Building an Agent Reasoning Loop

We will learn how to handle user inquiries that call for several steps in this class.

from helper import get_openai_api_key
OPENAI_API_KEY = get_openai_api_key()

import nest_asyncio
nest_asyncio.apply()

!wget "https://openreview.net/pdf?id=VtmBAGCN7o" -O metagpt.pdf

Setup the Query Tools

from utils import get_doc_tools

vector_tool, summary_tool = get_doc_tools("metagpt.pdf", "metagpt")
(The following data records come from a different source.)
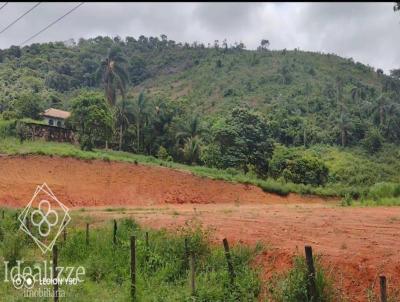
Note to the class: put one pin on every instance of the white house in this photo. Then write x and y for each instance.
(55, 117)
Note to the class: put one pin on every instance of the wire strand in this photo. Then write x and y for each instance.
(19, 18)
(1, 7)
(51, 24)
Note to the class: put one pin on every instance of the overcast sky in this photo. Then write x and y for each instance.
(367, 32)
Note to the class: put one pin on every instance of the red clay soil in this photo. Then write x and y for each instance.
(94, 183)
(356, 244)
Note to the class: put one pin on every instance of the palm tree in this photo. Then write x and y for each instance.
(191, 150)
(114, 75)
(140, 111)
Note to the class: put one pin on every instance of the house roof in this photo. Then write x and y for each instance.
(56, 113)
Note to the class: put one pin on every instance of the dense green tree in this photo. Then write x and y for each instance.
(298, 167)
(373, 141)
(243, 139)
(92, 119)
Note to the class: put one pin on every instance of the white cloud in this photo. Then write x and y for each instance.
(368, 32)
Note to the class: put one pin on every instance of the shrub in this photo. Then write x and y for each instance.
(373, 141)
(298, 167)
(384, 190)
(292, 287)
(163, 154)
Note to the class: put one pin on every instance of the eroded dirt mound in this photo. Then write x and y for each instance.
(95, 183)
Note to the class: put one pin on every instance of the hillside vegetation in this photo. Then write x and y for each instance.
(291, 117)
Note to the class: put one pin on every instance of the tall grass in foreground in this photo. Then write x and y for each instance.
(292, 286)
(162, 272)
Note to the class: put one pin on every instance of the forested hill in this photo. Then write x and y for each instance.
(307, 97)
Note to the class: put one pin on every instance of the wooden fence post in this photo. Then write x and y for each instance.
(115, 232)
(133, 268)
(147, 246)
(55, 273)
(229, 260)
(186, 253)
(192, 274)
(311, 286)
(382, 281)
(87, 234)
(65, 232)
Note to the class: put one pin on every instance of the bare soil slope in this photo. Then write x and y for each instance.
(79, 183)
(357, 244)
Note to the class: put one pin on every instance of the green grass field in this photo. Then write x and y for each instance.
(352, 173)
(162, 269)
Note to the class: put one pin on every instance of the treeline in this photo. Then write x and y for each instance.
(218, 105)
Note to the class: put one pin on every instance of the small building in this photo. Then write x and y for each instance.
(55, 117)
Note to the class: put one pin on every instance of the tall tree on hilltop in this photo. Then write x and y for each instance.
(114, 75)
(114, 78)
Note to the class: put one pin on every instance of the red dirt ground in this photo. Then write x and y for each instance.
(356, 244)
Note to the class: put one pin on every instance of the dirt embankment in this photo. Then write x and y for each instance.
(357, 244)
(79, 183)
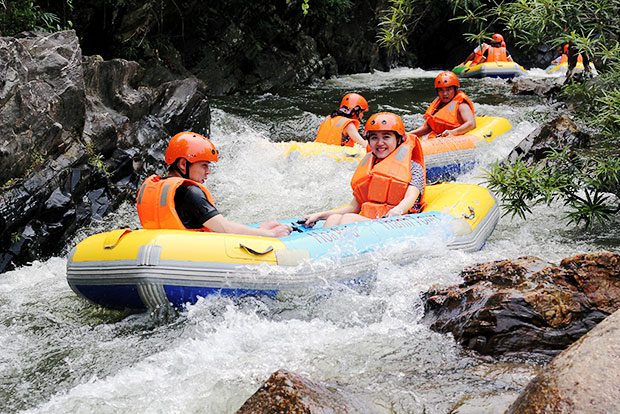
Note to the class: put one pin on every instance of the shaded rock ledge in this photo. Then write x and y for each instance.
(585, 378)
(527, 305)
(556, 134)
(77, 136)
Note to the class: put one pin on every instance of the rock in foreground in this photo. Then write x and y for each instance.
(287, 392)
(527, 305)
(583, 379)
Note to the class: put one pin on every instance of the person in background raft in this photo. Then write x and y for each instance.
(389, 181)
(451, 113)
(496, 52)
(475, 57)
(181, 201)
(341, 127)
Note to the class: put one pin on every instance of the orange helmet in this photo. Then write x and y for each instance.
(353, 100)
(385, 121)
(445, 79)
(191, 146)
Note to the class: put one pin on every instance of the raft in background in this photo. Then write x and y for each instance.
(490, 70)
(445, 157)
(147, 269)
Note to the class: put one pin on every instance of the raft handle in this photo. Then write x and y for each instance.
(471, 215)
(256, 252)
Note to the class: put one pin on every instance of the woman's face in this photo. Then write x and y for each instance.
(382, 143)
(446, 94)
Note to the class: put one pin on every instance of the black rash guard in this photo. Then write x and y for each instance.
(193, 207)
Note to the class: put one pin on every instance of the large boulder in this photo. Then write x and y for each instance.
(555, 134)
(527, 305)
(88, 131)
(287, 392)
(585, 378)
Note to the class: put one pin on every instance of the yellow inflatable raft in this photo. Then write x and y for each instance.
(445, 157)
(139, 269)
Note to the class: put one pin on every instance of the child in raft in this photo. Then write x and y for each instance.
(341, 127)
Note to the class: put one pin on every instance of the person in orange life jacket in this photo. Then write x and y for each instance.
(389, 181)
(475, 57)
(451, 113)
(181, 201)
(496, 52)
(341, 127)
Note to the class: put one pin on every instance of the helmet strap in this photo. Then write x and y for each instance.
(178, 168)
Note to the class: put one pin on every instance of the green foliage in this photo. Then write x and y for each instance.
(305, 6)
(399, 20)
(20, 15)
(582, 185)
(97, 161)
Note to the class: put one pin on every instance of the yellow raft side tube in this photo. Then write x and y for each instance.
(488, 128)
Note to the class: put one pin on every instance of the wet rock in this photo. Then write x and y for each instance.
(287, 392)
(527, 305)
(79, 135)
(536, 86)
(41, 100)
(584, 378)
(556, 134)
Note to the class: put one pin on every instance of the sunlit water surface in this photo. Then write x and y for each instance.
(62, 354)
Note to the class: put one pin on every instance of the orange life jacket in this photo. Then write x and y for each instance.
(479, 53)
(155, 202)
(332, 131)
(378, 187)
(497, 54)
(447, 117)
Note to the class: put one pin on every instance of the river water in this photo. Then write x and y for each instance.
(62, 354)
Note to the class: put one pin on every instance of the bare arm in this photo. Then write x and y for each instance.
(411, 196)
(423, 130)
(221, 224)
(352, 207)
(355, 135)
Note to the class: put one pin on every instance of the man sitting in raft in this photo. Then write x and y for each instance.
(476, 56)
(389, 181)
(181, 201)
(341, 127)
(451, 113)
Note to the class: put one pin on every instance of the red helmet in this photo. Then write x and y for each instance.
(352, 100)
(445, 79)
(385, 121)
(191, 146)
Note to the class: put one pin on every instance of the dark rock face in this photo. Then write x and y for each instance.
(585, 378)
(42, 90)
(556, 134)
(238, 46)
(287, 392)
(89, 130)
(527, 305)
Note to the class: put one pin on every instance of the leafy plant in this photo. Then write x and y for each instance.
(584, 186)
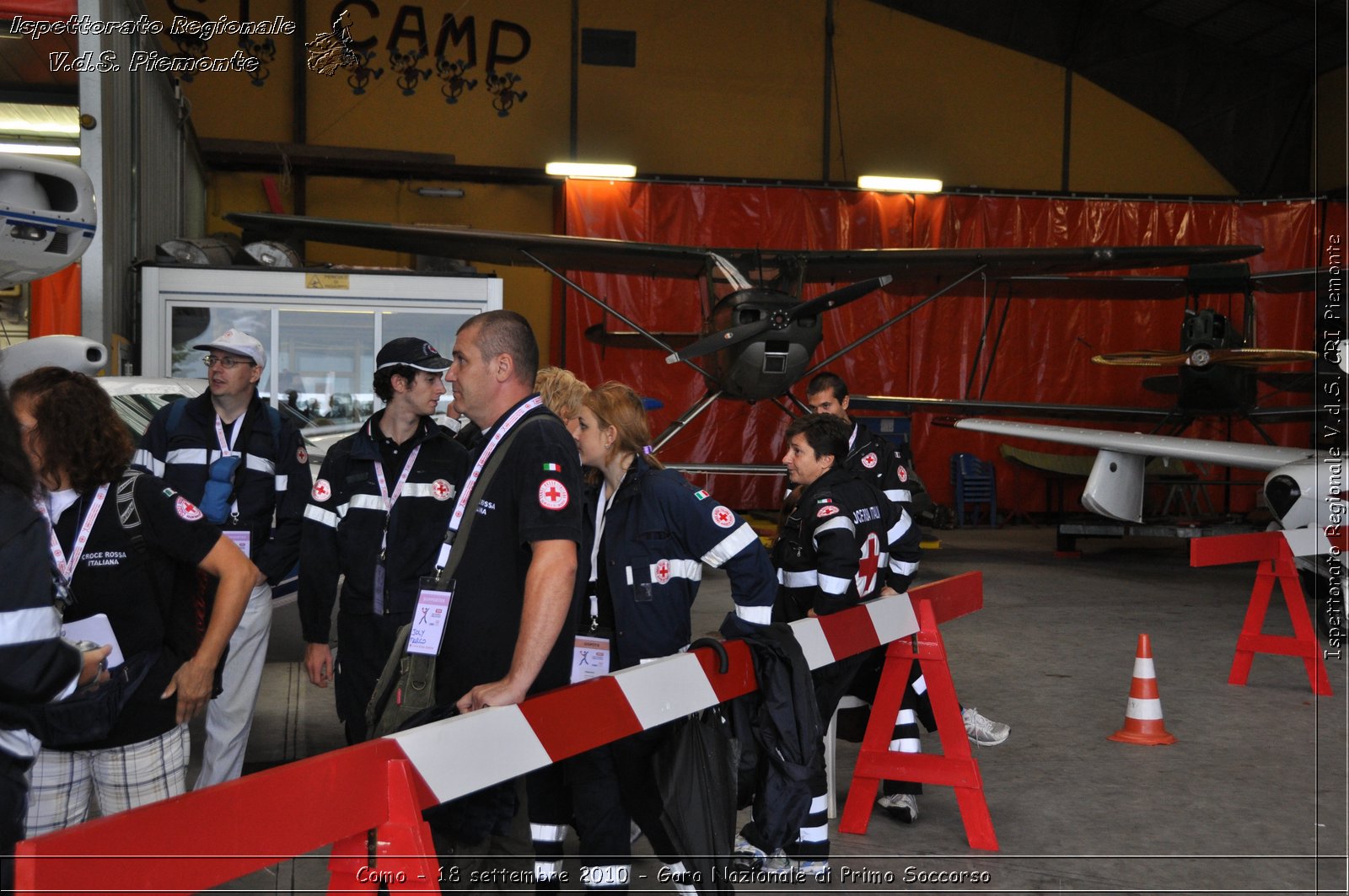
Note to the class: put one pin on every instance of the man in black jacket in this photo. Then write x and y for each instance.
(245, 467)
(842, 543)
(377, 516)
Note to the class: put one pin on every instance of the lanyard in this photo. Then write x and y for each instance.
(227, 447)
(462, 505)
(600, 517)
(67, 567)
(398, 490)
(227, 451)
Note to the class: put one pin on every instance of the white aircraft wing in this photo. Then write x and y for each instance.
(1115, 487)
(1207, 451)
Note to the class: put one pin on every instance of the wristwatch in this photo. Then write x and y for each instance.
(103, 664)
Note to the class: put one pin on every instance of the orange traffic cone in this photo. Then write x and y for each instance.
(1143, 714)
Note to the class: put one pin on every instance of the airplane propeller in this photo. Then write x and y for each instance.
(744, 332)
(1202, 357)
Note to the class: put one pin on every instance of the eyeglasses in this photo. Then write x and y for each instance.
(224, 361)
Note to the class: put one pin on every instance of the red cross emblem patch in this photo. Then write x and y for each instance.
(186, 509)
(552, 496)
(869, 564)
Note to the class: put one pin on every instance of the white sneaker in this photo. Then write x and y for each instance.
(777, 864)
(818, 868)
(901, 806)
(746, 856)
(981, 730)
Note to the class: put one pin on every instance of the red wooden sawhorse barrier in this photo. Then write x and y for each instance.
(368, 799)
(1275, 556)
(955, 767)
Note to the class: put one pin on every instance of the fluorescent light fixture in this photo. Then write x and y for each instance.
(22, 119)
(590, 169)
(899, 184)
(34, 148)
(13, 126)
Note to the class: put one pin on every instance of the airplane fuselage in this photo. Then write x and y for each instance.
(766, 366)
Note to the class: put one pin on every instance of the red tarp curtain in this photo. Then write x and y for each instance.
(54, 304)
(1045, 348)
(40, 10)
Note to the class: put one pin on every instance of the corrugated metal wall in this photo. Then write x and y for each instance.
(148, 175)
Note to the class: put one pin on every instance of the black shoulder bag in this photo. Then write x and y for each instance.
(405, 694)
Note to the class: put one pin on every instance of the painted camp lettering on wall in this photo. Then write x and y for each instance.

Setup Function Calling Agent

AgentWorker and AgentRunner are the two interoperating parts of Llamaindex agents. Using an LLM and the provided tools—in this case, the vector and summary tools—AgentWorker performs reasoning and task execution. The agent that handles the orchestration is called AgentRunner. Task_id to TaskState mapping, conversation memory, and AgentState are features of AgentRunner. Tasks, finished steps, and a step queue make up TaskState.

from llama_index.llms.openai import OpenAI
llm = OpenAI(model="gpt-3.5-turbo", temperature=0)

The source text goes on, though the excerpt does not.